Les partisans de l’opposition, qui conteste la réélection du président ultraconservateur Ahmadinejad en arguant de fraude massive, sont descendus dans la rue avec les manifestants appelés à se rassembler par le pouvoir pour la Journée annuelle de Qods (Jérusalem) en solidarité avec les Palestiniens.
Le scrutin présidentiel du 12 juin, qui a été suivi d’immenses manifestations d’opposants, a plongé l’Iran dans une crise politique et mis en évidence de profondes divisions dans la classe dirigeante. Les autorités nient que l’élection ait été truquée pour que soit réélu le président Mahmoud Ahmadinejad comme le soutiennent leurs adversaires.
Les Gardiens de la révolution (Pasdaran) et les miliciens islamistes des Bassidjis avaient joué un important rôle dans la répression des manifestations de contestation qui avaient suivi la victoire de M. Ahmadinejad le 12 juin.
Ce mouvement de contestation populaire avait plongé le pays dans une crise sans précédent depuis la révolution islamique de 1979. Au moins 4000 manifestants avaient été arrêtés, dont environ 150 restent détenus, et selon un bilan officiel 36 personnes – 72 selon l’opposition – ont péri dans les violences.
Selon les Gardiens de la révolution, les forces de sécurité, comprenant les Pasdaran, les Bassidjis et les policiers, feront face à tout « mouvement de division. Les ennemis du régime et de la révolution et ceux qui ont été défaits lors du récent scrutin tentent de se venger de ce qui s’est produit le jour de l’élection ».
C’est la première fois depuis le 9 juillet que les partisans du mouvement de contestation ont l’occasion de manifester.
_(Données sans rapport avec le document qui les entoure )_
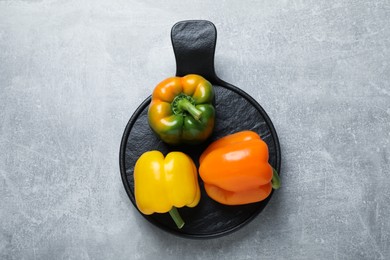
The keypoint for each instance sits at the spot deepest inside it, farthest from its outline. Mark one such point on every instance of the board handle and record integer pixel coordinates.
(194, 44)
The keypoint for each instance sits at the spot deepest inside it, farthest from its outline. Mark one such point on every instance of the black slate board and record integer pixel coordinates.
(235, 111)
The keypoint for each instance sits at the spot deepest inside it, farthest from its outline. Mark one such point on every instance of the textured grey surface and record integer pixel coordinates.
(73, 72)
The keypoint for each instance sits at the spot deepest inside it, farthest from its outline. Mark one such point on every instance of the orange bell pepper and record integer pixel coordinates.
(235, 169)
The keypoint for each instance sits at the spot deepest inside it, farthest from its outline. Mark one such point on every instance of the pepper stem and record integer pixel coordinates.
(176, 217)
(275, 182)
(183, 103)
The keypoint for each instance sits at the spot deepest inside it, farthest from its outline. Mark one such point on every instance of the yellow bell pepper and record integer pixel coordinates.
(164, 184)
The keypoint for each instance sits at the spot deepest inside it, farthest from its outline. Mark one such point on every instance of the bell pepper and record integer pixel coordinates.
(235, 169)
(181, 110)
(164, 184)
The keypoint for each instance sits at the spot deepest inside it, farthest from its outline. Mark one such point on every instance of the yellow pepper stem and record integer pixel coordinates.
(275, 179)
(176, 217)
Outre M. Moussavi, deux autres principales figures de l’opposition, l’ancien président réformateur Mohammad Khatami et le candidat malheureux réformateur à la présidentielle, Mehdi Karoubi, ont annoncé qu’ils participeraient au rassemblement.
La journée Qods (Jérusalem), qui correspond au dernier vendredi du mois musulman du ramadan, a été décrétée il y a 30 ans par l’imam Khomeiny, fondateur de la République islamique, qui avait demandé aux musulmans du monde de manifester en solidarité avec les Palestiniens et contre Israël.